From: Marcelo Tosatti
Date: Wed Apr 05 2023 - 15:46:55 EST


On Wed, Apr 05, 2023 at 12:43:58PM +0200, Frederic Weisbecker wrote:
> On Tue, Apr 04, 2023 at 04:42:24PM +0300, Yair Podemsky wrote:
> > @@ -191,6 +192,20 @@ static void tlb_remove_table_smp_sync(void *arg)
> > /* Simply deliver the interrupt */
> > }
> >
> > +
> > +#ifdef CONFIG_CONTEXT_TRACKING
> > +static bool cpu_in_kernel(int cpu, void *info)
> > +{
> > + struct context_tracking *ct = per_cpu_ptr(&context_tracking, cpu);
>
> Like Peter said, an smp_mb() is required here before the read (unless there is
> already one between the page table modification and that ct->state read?).
>
> So that you have this pairing:
>
>
> WRITE page_table WRITE ct->state
> smp_mb() smp_mb() // implied by atomic_fetch_or
> READ ct->state READ page_table
>
> > + int state = atomic_read(&ct->state);
> > + /* will return true only for cpus in kernel space */
> > + return state & CT_STATE_MASK == CONTEXT_KERNEL;
> > +}
>
> Also note that this doesn't stricly prevent userspace from being interrupted.
> You may well observe the CPU in kernel but it may receive the IPI later after
> switching to userspace.
>
> We could arrange for avoiding that with marking ct->state with a pending work bit
> to flush upon user entry/exit but that's a bit more overhead so I first need to
> know about your expectations here, ie: can you tolerate such an occasional
> interruption or not?

Two points:

1) For a virtualized system, the overhead is not only of executing the
IPI but:

VM-exit
run VM-exit code in host
handle IPI
run VM-entry code in host
VM-entry

2) Depends on the application and the definition of "occasional".

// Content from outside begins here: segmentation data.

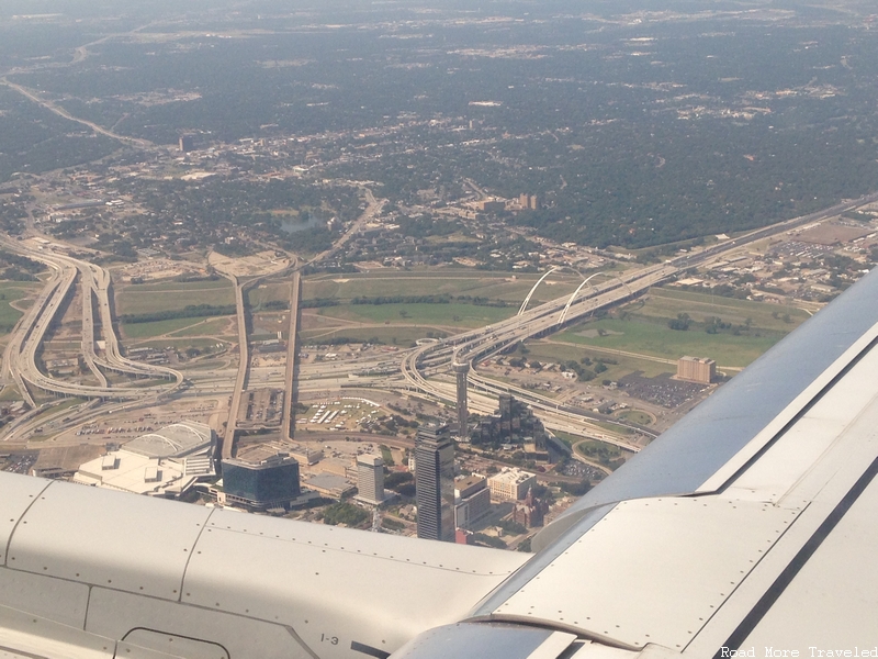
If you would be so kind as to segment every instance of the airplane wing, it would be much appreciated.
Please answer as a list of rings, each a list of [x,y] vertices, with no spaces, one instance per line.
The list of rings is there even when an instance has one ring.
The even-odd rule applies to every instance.
[[[873,273],[541,532],[536,555],[0,474],[0,651],[878,657],[877,340]]]

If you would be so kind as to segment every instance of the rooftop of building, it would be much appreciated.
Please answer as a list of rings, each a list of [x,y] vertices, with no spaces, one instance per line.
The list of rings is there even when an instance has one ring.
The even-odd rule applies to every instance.
[[[181,457],[209,447],[212,438],[209,425],[182,421],[132,439],[125,450],[149,458]]]
[[[367,467],[380,467],[384,465],[384,458],[375,455],[357,456],[358,465],[365,465]]]
[[[188,490],[198,478],[185,473],[184,462],[153,458],[123,448],[82,465],[74,476],[74,482],[136,494],[176,496]]]
[[[223,461],[244,467],[268,467],[294,459],[291,456],[297,449],[300,449],[299,445],[286,445],[279,442],[252,444],[240,447],[236,457]]]
[[[454,489],[455,490],[469,490],[473,485],[477,485],[479,483],[485,482],[484,476],[479,476],[477,473],[473,473],[472,476],[461,476],[454,479]]]
[[[529,473],[527,471],[521,471],[520,469],[515,469],[515,468],[507,468],[500,471],[499,473],[495,473],[488,480],[495,483],[519,484],[524,483],[526,480],[533,477],[534,474]]]

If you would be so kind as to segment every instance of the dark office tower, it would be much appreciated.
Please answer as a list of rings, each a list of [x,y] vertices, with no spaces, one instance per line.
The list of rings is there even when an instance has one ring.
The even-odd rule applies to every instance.
[[[455,361],[453,369],[458,378],[458,436],[465,437],[466,424],[470,421],[470,409],[466,403],[466,376],[470,372],[470,362]]]
[[[415,438],[418,537],[454,541],[454,446],[447,427],[421,428]]]
[[[195,150],[195,139],[192,135],[180,135],[180,150],[184,154]]]
[[[513,396],[508,393],[502,393],[498,402],[500,418],[508,421],[513,416]]]

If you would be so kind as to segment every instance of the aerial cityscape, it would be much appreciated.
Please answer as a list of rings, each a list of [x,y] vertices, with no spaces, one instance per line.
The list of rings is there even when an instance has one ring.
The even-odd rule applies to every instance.
[[[878,657],[877,81],[867,0],[5,0],[3,656]]]
[[[875,16],[672,4],[4,9],[5,469],[527,551],[878,260]]]

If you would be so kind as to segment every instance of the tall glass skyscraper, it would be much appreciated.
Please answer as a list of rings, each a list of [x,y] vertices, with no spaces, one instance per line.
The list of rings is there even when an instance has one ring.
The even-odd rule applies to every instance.
[[[420,428],[415,438],[418,537],[454,541],[454,445],[448,427]]]

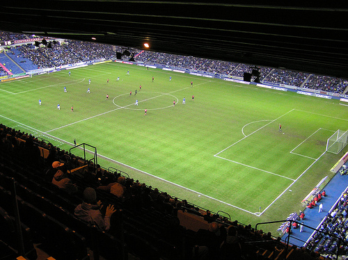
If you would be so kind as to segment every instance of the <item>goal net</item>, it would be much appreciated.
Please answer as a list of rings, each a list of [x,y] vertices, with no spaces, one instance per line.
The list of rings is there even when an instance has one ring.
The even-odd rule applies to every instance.
[[[326,151],[338,154],[347,145],[348,130],[338,130],[327,140]]]

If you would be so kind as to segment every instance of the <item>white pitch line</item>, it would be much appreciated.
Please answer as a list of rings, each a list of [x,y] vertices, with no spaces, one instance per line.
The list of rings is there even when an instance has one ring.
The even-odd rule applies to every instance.
[[[300,179],[300,178],[302,177],[302,175],[303,175],[303,174],[305,174],[305,173],[306,173],[306,172],[307,172],[307,171],[308,171],[308,170],[309,170],[309,169],[310,169],[310,168],[311,168],[311,167],[312,167],[312,166],[313,166],[313,165],[314,165],[314,164],[315,164],[315,163],[316,163],[316,162],[317,162],[317,161],[318,161],[318,160],[319,160],[319,159],[320,159],[320,158],[321,158],[321,157],[322,157],[324,154],[325,154],[325,153],[326,153],[326,151],[325,151],[324,152],[323,152],[320,156],[319,156],[319,157],[318,157],[318,158],[317,158],[317,159],[315,161],[313,161],[313,162],[310,164],[310,165],[309,165],[309,166],[307,168],[307,169],[306,169],[306,170],[303,171],[303,172],[302,172],[302,173],[301,174],[301,175],[300,175],[300,176],[299,176],[299,177],[297,177],[297,178],[294,180],[294,181],[292,184],[290,184],[290,186],[288,186],[286,189],[285,189],[285,190],[284,190],[284,191],[283,191],[283,193],[281,193],[279,195],[279,196],[278,196],[278,197],[276,197],[276,199],[275,199],[275,200],[274,200],[274,201],[273,201],[273,202],[271,202],[269,205],[268,205],[268,206],[267,206],[267,207],[266,209],[264,209],[263,210],[263,211],[262,211],[262,212],[261,212],[261,214],[260,214],[260,216],[262,215],[262,214],[264,213],[264,211],[267,211],[267,209],[269,209],[269,208],[271,205],[273,205],[273,204],[274,204],[274,202],[276,202],[276,201],[277,201],[277,200],[278,200],[278,199],[279,199],[279,197],[280,197],[280,196],[281,196],[281,195],[283,195],[285,193],[285,191],[287,191],[289,188],[291,188],[291,186],[292,186],[292,185],[294,185],[294,184],[296,181],[297,181],[299,180],[299,179]]]
[[[263,127],[260,127],[258,129],[255,130],[253,133],[249,133],[248,136],[244,136],[244,138],[242,138],[242,139],[240,139],[240,140],[237,140],[237,142],[235,142],[235,143],[232,143],[231,145],[230,145],[230,146],[227,147],[226,148],[223,149],[223,150],[220,151],[220,152],[218,152],[216,154],[215,154],[215,155],[214,155],[214,156],[216,156],[216,155],[218,155],[218,154],[221,154],[221,152],[225,152],[225,151],[226,151],[226,150],[227,150],[228,148],[232,147],[233,145],[235,145],[237,144],[237,143],[239,143],[240,141],[242,141],[242,140],[244,140],[245,138],[246,138],[247,137],[248,137],[248,136],[251,136],[253,133],[256,133],[258,131],[261,130],[262,128],[266,127],[267,127],[267,126],[268,126],[269,124],[270,124],[273,123],[274,121],[276,121],[276,120],[278,120],[279,118],[283,117],[284,115],[285,115],[288,114],[289,113],[292,112],[294,110],[295,110],[295,109],[292,109],[292,110],[290,110],[290,111],[288,111],[288,112],[285,113],[285,114],[283,114],[283,115],[280,115],[280,117],[278,117],[276,118],[274,120],[271,121],[269,123],[266,124],[265,124],[265,125],[264,125]]]
[[[283,175],[277,174],[276,173],[271,172],[269,172],[268,170],[262,170],[262,169],[259,169],[259,168],[257,168],[253,167],[253,166],[251,166],[251,165],[248,165],[244,164],[244,163],[238,163],[237,161],[232,161],[232,160],[228,159],[226,159],[226,158],[223,158],[223,157],[218,156],[217,155],[214,155],[214,157],[217,157],[217,158],[220,158],[221,159],[223,159],[223,160],[226,160],[226,161],[230,161],[230,162],[232,162],[232,163],[237,163],[237,164],[239,164],[239,165],[243,165],[243,166],[245,166],[245,167],[248,167],[248,168],[252,168],[252,169],[254,169],[254,170],[260,170],[260,171],[261,171],[261,172],[264,172],[269,173],[269,174],[271,174],[276,175],[276,176],[278,176],[278,177],[281,177],[281,178],[287,179],[290,179],[290,180],[293,181],[294,181],[294,179],[291,179],[291,178],[289,178],[289,177],[287,177],[283,176]]]
[[[254,121],[254,122],[251,122],[248,124],[246,124],[245,126],[244,126],[242,128],[242,133],[243,133],[243,136],[244,136],[245,137],[246,137],[246,136],[244,134],[244,127],[249,125],[250,124],[253,124],[253,123],[257,123],[258,122],[264,122],[264,121],[271,121],[271,120],[259,120],[259,121]]]
[[[313,115],[320,115],[322,117],[330,117],[330,118],[333,118],[333,119],[338,119],[339,120],[343,120],[343,121],[348,121],[348,119],[344,119],[344,118],[340,118],[340,117],[332,117],[331,115],[322,115],[319,114],[317,113],[314,113],[314,112],[309,112],[309,111],[306,111],[304,110],[300,110],[300,109],[294,109],[296,110],[296,111],[300,111],[300,112],[304,112],[304,113],[308,113],[310,114],[313,114]]]
[[[3,90],[2,88],[0,88],[0,90],[3,91],[3,92],[6,92],[8,93],[13,94],[13,95],[15,94],[15,93],[10,92],[10,91]]]
[[[312,160],[316,160],[316,159],[315,159],[315,158],[313,158],[313,157],[307,156],[303,155],[303,154],[296,154],[296,152],[290,152],[290,154],[295,154],[295,155],[298,155],[298,156],[302,156],[302,157],[308,158],[308,159],[312,159]]]
[[[201,84],[204,84],[204,83],[207,83],[207,82],[210,82],[210,81],[203,82],[203,83],[200,83],[200,85],[201,85]],[[168,95],[168,94],[174,93],[174,92],[177,92],[177,91],[184,90],[187,89],[187,88],[189,88],[189,87],[187,87],[187,88],[182,88],[182,89],[180,89],[180,90],[175,90],[175,91],[172,91],[172,92],[169,92],[169,93],[167,93],[167,94],[164,94],[164,95],[159,95],[159,96],[155,97],[161,97],[161,96],[163,96],[163,95]],[[153,98],[155,98],[155,97],[150,97],[150,98],[149,98],[148,99],[153,99]],[[54,129],[49,130],[49,131],[46,131],[46,132],[44,132],[44,133],[49,133],[49,132],[52,132],[52,131],[55,131],[55,130],[61,129],[62,129],[62,128],[64,128],[64,127],[69,127],[69,126],[71,126],[71,125],[72,125],[72,124],[77,124],[77,123],[79,123],[79,122],[84,122],[84,121],[86,121],[86,120],[90,120],[90,119],[92,119],[92,118],[94,118],[94,117],[98,117],[98,116],[100,116],[100,115],[103,115],[107,114],[107,113],[109,113],[113,112],[113,111],[117,111],[117,110],[119,110],[119,109],[121,109],[121,108],[126,108],[126,107],[127,107],[127,106],[134,106],[134,103],[133,102],[133,103],[129,104],[129,105],[127,105],[127,106],[120,106],[120,107],[118,107],[118,108],[117,108],[112,109],[112,110],[111,110],[111,111],[106,111],[106,112],[104,112],[104,113],[102,113],[98,114],[98,115],[93,115],[93,116],[91,116],[91,117],[87,117],[87,118],[84,118],[84,119],[82,119],[82,120],[81,120],[76,121],[76,122],[72,122],[72,123],[68,124],[65,124],[65,125],[63,125],[63,126],[61,126],[61,127],[59,127],[55,128],[55,129]]]
[[[302,145],[303,143],[305,143],[308,139],[309,139],[310,138],[310,136],[312,136],[313,135],[315,134],[315,133],[317,133],[318,131],[319,131],[321,129],[321,128],[319,128],[319,129],[317,129],[316,131],[315,131],[313,133],[312,133],[310,136],[309,136],[308,138],[306,138],[305,140],[303,140],[299,145],[297,145],[296,147],[294,147],[293,149],[292,149],[290,151],[290,154],[294,151],[299,146],[300,146],[301,145]]]
[[[31,90],[25,90],[25,91],[22,91],[22,92],[19,92],[17,93],[13,93],[14,95],[17,95],[17,94],[23,94],[23,93],[26,93],[27,92],[30,92],[30,91],[35,91],[35,90],[40,90],[42,88],[51,88],[51,87],[55,87],[55,86],[58,86],[60,85],[65,85],[65,86],[69,86],[69,85],[71,85],[71,84],[78,84],[79,83],[81,83],[84,81],[85,79],[81,79],[80,80],[80,81],[79,82],[77,82],[77,83],[73,83],[72,81],[65,81],[65,82],[62,82],[62,83],[57,83],[57,84],[54,84],[54,85],[49,85],[49,86],[46,86],[45,87],[41,87],[41,88],[33,88],[33,89],[31,89]],[[77,81],[77,80],[74,80],[74,81]]]
[[[50,135],[50,134],[46,133],[45,132],[42,132],[42,131],[40,131],[40,130],[38,130],[38,129],[35,129],[35,128],[33,128],[33,127],[29,127],[29,126],[27,126],[27,125],[26,125],[26,124],[22,124],[22,123],[20,123],[20,122],[17,122],[17,121],[13,120],[12,120],[12,119],[10,119],[10,118],[8,118],[8,117],[5,117],[5,116],[3,116],[3,115],[0,115],[0,117],[3,117],[3,118],[5,118],[5,119],[6,119],[6,120],[10,120],[10,121],[15,122],[16,122],[16,123],[17,123],[17,124],[22,124],[22,125],[26,126],[26,127],[28,127],[28,128],[29,128],[29,129],[33,129],[33,130],[34,130],[34,131],[37,131],[37,132],[38,132],[38,133],[42,133],[45,134],[45,135],[47,135],[47,136],[49,136],[50,138],[52,138],[52,139],[55,140],[56,140],[56,141],[57,141],[57,142],[64,143],[65,143],[65,144],[68,144],[68,145],[71,145],[72,147],[74,147],[74,144],[72,144],[72,143],[70,143],[70,142],[65,141],[65,140],[63,140],[63,139],[58,138],[57,138],[57,137],[56,137],[56,136],[52,136],[52,135]],[[90,152],[90,153],[91,153],[91,154],[94,154],[94,152],[90,151],[90,150],[87,149],[86,149],[86,151],[87,151],[87,152]],[[161,181],[165,181],[165,182],[168,183],[168,184],[172,184],[172,185],[173,185],[173,186],[175,186],[180,187],[180,188],[182,188],[182,189],[184,189],[184,190],[189,190],[189,191],[191,191],[191,192],[195,193],[198,194],[198,195],[203,195],[203,196],[204,196],[204,197],[207,197],[207,198],[209,198],[209,199],[211,199],[211,200],[215,200],[215,201],[216,201],[216,202],[220,202],[220,203],[224,204],[226,204],[226,205],[228,205],[228,206],[232,206],[232,207],[233,207],[233,208],[235,208],[235,209],[239,209],[239,210],[241,210],[241,211],[245,211],[245,212],[248,213],[250,213],[250,214],[255,215],[255,216],[259,216],[257,213],[253,213],[253,212],[249,211],[248,211],[248,210],[246,210],[246,209],[242,209],[242,208],[239,208],[239,206],[237,206],[232,205],[232,204],[230,204],[230,203],[227,203],[227,202],[223,202],[222,200],[220,200],[216,199],[216,198],[214,198],[214,197],[212,197],[208,196],[208,195],[205,195],[205,194],[203,194],[203,193],[199,193],[199,192],[198,192],[198,191],[196,191],[196,190],[191,190],[191,189],[190,189],[190,188],[187,188],[187,187],[182,186],[181,186],[181,185],[180,185],[180,184],[175,184],[175,183],[172,182],[172,181],[168,181],[168,180],[166,180],[166,179],[165,179],[161,178],[161,177],[157,177],[157,176],[155,176],[155,175],[152,175],[152,174],[151,174],[150,173],[148,173],[148,172],[144,172],[143,170],[139,170],[139,169],[137,169],[137,168],[134,168],[134,167],[132,167],[132,166],[130,166],[130,165],[127,165],[127,164],[125,164],[125,163],[121,163],[121,162],[119,162],[119,161],[116,161],[116,160],[111,159],[111,158],[106,157],[106,156],[103,156],[103,155],[102,155],[102,154],[98,154],[98,156],[102,157],[102,158],[104,158],[104,159],[106,159],[106,160],[111,161],[112,161],[112,162],[116,163],[118,163],[118,164],[120,164],[120,165],[122,165],[126,166],[126,167],[127,167],[127,168],[130,168],[130,169],[135,170],[136,170],[136,171],[138,171],[138,172],[139,172],[143,173],[143,174],[146,174],[146,175],[151,176],[152,177],[154,177],[154,178],[155,178],[155,179],[159,179],[159,180],[161,180]]]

For certain types of applications (for example PLC software or
RAN processing), upon occurrence of an event, it is necessary to
complete a certain task in a maximum amount of time (deadline).

One way to express this requirement is with a pair of numbers,
deadline time and execution time, where:

* deadline time: length of time between event and deadline.
* execution time: length of time it takes for processing of event
to occur on a particular hardware platform
(uninterrupted).